And photographers and cinematographers talk about the golden
hour. The hour after sunrise or before sunset, you get light in from an
angle. It's got this great tone to it. And even just a shot where
you're just talking into the camera can look pretty nicely with the
good
lighting.
Number 5. "Get good sound." It is not... Again, we're talking
about online videos. It doesn't have to be perfect. You know, one of my
assumptions is you're doing this maybe alone or with a couple other
people, doing it on a cheap and... You know, real movie makers have
fabulous sound
setups and they do looping later and ADR and all this fancy stuff to
actually redo the sound that was bad from when they actually shot the
footage.
But there's a lot you can do if you're attentive. But it
is--noise is your enemy and it really does show up, and until you start
recording things and listening to the audio, you have no idea how noisy
our environments are. Almost everywhere.
And it's so heartbreaking to have like a perfect location,
find that place right in front of the noble hall with the columns, oh
yeah, and then it's the busy street and the ambulances are going by
right behind you and you have to wait every time. It can be really
frustrating. So sometimes it's a trade-off, you know, not the best
visual location for better sounds, but go with that, because the audio
is almost as important as those beautiful locations visually. There's
always an air-conditioner running or jets flying over
or whatever else.
There are a couple of solutions to bad sound. Like
I've been saying, avoid noisy locations. You can try to control them.

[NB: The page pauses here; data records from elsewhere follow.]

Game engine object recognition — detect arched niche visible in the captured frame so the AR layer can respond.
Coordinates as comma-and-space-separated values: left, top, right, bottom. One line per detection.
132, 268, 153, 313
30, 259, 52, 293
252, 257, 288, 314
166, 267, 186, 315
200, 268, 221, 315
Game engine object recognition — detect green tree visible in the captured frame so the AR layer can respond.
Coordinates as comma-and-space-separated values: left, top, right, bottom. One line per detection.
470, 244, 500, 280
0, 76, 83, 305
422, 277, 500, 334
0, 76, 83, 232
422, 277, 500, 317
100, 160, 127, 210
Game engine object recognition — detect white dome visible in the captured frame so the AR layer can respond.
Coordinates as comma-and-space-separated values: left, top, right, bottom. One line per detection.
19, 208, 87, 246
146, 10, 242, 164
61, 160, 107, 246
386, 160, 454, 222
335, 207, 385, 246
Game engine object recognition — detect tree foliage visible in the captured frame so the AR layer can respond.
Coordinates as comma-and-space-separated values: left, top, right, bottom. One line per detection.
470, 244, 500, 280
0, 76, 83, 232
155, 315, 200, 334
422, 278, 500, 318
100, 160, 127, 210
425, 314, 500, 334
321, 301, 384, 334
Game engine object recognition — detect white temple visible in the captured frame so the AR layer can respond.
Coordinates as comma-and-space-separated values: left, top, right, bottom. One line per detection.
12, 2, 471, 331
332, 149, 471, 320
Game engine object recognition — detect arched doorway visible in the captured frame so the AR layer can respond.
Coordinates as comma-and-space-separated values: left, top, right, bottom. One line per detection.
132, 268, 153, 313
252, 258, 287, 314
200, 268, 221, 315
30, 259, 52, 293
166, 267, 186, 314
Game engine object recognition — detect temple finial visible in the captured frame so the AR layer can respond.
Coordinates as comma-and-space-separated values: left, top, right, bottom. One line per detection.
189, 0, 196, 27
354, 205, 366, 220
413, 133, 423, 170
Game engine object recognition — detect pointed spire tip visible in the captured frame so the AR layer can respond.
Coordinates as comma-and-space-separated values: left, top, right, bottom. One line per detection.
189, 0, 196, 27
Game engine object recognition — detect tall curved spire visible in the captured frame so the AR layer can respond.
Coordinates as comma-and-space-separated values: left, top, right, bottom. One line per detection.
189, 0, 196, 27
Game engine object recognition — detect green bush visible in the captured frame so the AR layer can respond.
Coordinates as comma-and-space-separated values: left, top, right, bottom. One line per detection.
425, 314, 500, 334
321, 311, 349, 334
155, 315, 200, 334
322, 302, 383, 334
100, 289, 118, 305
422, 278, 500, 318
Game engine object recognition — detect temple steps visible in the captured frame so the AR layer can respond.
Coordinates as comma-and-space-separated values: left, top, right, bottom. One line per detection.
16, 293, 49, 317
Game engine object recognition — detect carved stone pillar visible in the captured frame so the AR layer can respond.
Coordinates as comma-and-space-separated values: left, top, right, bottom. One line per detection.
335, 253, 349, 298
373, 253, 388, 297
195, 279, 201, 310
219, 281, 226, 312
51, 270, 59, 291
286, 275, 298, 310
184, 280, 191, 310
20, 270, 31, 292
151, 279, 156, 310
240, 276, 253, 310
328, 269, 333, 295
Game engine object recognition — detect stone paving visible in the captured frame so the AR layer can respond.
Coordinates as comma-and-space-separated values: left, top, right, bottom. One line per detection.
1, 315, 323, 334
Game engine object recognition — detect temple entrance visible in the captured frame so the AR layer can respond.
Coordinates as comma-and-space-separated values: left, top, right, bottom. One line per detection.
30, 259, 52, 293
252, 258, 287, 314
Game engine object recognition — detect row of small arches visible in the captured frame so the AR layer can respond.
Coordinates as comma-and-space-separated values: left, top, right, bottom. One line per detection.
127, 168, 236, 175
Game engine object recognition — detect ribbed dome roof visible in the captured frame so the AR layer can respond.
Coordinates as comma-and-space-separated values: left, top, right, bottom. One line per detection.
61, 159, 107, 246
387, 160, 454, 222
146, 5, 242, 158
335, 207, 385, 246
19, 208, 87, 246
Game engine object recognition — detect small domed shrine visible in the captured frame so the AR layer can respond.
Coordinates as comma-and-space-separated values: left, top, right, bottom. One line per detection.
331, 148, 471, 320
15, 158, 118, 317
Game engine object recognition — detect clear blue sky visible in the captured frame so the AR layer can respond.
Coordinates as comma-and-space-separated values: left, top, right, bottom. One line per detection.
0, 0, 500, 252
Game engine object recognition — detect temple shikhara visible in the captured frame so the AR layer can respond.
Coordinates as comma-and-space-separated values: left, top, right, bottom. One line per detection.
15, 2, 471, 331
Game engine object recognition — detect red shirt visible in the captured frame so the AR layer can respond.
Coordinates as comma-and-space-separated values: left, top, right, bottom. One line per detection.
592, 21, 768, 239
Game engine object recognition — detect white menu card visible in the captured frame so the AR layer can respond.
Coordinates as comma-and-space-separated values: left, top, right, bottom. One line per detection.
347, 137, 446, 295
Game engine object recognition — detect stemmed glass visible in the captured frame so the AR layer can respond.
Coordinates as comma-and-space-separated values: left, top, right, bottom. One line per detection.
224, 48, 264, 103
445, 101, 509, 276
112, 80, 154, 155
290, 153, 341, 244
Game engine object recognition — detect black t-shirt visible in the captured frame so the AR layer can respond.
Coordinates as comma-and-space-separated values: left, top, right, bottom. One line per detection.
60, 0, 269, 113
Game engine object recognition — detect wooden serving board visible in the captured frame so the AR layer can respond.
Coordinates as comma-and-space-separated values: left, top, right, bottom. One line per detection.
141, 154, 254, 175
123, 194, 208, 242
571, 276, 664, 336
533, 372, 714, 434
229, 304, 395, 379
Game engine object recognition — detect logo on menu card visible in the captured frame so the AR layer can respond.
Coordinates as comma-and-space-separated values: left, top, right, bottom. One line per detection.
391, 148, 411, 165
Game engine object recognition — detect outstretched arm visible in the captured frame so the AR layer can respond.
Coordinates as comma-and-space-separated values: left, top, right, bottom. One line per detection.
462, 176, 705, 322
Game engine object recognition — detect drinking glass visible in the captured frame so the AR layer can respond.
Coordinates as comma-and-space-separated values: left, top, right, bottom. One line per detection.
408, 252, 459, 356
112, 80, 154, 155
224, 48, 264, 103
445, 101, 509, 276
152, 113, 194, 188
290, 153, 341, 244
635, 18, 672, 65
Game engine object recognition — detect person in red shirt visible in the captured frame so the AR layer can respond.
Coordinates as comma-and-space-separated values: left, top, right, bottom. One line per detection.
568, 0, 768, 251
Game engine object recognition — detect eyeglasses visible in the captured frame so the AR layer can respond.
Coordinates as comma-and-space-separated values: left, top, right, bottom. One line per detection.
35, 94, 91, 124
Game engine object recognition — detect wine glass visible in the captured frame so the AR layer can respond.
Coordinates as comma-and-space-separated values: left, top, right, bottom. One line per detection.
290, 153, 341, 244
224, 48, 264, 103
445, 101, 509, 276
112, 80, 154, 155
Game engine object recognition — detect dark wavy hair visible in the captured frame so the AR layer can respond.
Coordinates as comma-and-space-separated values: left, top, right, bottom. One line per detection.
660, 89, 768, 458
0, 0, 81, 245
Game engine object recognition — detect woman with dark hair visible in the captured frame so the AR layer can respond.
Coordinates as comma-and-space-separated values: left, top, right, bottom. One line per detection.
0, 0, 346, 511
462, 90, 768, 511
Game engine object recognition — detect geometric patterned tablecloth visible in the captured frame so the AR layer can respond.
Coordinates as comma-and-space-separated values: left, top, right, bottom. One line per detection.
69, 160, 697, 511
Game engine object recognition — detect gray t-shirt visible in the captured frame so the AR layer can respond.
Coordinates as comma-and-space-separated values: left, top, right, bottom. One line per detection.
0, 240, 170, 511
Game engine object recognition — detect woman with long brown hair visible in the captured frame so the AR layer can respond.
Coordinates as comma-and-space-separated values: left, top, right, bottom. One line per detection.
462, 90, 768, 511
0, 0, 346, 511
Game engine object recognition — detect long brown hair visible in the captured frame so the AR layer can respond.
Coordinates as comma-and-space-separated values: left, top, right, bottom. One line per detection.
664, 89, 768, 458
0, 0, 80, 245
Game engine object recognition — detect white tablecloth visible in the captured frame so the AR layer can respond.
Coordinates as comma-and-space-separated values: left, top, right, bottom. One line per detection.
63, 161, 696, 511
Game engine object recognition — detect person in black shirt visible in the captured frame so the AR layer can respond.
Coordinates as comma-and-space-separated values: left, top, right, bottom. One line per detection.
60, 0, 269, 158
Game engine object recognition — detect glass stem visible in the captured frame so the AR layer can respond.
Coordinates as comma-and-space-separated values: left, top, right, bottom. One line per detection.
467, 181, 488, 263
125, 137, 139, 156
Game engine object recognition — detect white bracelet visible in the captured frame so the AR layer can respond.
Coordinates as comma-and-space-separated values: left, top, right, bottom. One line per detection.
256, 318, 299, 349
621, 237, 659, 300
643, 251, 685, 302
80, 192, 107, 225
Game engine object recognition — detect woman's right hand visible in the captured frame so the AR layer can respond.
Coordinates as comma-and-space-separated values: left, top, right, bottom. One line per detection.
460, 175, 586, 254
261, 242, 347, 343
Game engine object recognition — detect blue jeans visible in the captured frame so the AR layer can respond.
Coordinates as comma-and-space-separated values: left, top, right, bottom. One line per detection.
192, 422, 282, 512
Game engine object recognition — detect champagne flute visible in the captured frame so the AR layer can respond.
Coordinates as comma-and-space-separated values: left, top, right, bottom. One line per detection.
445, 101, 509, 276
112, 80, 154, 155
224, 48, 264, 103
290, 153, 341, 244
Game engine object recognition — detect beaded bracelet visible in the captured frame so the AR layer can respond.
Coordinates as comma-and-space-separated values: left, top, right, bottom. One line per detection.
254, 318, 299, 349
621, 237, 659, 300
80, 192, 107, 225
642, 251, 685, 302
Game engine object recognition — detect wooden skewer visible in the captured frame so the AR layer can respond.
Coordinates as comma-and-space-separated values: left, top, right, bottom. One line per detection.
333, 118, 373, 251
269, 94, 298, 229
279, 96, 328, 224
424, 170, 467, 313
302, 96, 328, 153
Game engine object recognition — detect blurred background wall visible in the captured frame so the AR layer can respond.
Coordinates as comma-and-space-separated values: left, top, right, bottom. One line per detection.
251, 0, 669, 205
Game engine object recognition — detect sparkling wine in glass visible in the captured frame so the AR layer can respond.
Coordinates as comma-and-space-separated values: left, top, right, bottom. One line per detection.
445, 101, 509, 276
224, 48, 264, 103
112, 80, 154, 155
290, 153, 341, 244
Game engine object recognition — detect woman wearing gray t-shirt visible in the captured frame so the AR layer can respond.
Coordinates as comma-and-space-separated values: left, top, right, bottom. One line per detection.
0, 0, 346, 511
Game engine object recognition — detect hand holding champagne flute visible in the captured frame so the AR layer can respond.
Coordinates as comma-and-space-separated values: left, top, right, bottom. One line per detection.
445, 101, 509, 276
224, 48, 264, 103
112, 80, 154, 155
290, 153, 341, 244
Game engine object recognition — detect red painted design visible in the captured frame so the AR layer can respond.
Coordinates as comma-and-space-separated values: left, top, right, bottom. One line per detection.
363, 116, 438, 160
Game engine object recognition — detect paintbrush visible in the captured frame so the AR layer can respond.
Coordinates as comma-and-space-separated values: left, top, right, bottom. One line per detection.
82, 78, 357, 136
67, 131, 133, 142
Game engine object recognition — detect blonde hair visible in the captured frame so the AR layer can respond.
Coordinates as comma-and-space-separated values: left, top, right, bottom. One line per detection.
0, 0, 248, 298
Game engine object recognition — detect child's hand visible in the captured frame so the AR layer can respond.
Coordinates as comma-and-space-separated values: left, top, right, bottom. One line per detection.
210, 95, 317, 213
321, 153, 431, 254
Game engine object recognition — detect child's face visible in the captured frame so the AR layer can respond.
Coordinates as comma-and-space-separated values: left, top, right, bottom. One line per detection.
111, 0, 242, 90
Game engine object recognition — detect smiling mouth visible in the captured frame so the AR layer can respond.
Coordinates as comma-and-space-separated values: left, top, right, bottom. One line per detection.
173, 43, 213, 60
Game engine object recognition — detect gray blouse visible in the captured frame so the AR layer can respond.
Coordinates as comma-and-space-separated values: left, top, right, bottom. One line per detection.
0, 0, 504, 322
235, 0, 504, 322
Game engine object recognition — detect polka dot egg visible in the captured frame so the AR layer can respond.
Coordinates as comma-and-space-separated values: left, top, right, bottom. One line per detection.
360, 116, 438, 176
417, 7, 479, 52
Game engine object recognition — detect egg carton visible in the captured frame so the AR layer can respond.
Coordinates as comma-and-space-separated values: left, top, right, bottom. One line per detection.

You can ask, "Hey, can we turn off the air-conditioning unit right here
in your office?" The chapel on our campus is gorgeous but the blowers
on the air-conditioning are like jet engines, and so I'm
always--whenever
I want to shoot in there, I've asked them. I've not yet succeeded, but
I've always want them to get those to shut them off.
Another one that actually, frankly, I don't have personal
experience with, you can invest just a little bit of money in some good
microphones. Lapel mikes. You get the mike right close to the person
who's actually talking and you can control a lot of the background
noise just because of the proximity of the person talking. It really
helps a lot.
And then, when all else fails, you can just lose the audio
from what you actually shot in your video and use voice-overs and fill
it in with music. That's actually how the t-shirt one works. I knew we
had so little time to shoot. I was not going to want to have to monkey
around with waiting for ambulances to go by and jets and stuff like
that. I thought, 'Let's just shoot.'
Also, I could be directing. I was
verbally directing the students who were acting it out, and it didn't
matter because I knew that I was going to--it was part of my plan to
just cover it over with voice-over musical soundtrack and have that
control later.
Number 6. "Shoot enough takes to be sure you've got what you
need." I'm sure you've heard this true. The Photoshop session last hour
was fabulous and we were talking about all the stuff you can do
afterwards, but photographers also always say, "Oh, yeah, well I shot
20
frames or a hundred frames. The reason that's the gorgeous one is
because that's the one that was best." And the principle is totally the
same in video.
If you feel like the take wasn't quite right, if one of your
actors flubbed a key line or even hesitated or if you want to try it a
little different way, time to think that is right then, and just shoot
it again when all your light's the same and you've got the people on
there wearing the same shirt and all that stuff. Do it right then as
much as you can.
In the old days, when they were really rolling celluloid film
and they had to think about how much that costs per foot, but there's
nothing cheaper than digital storage, so you might as well keep
shooting. It takes time, but it saves a lot of time later.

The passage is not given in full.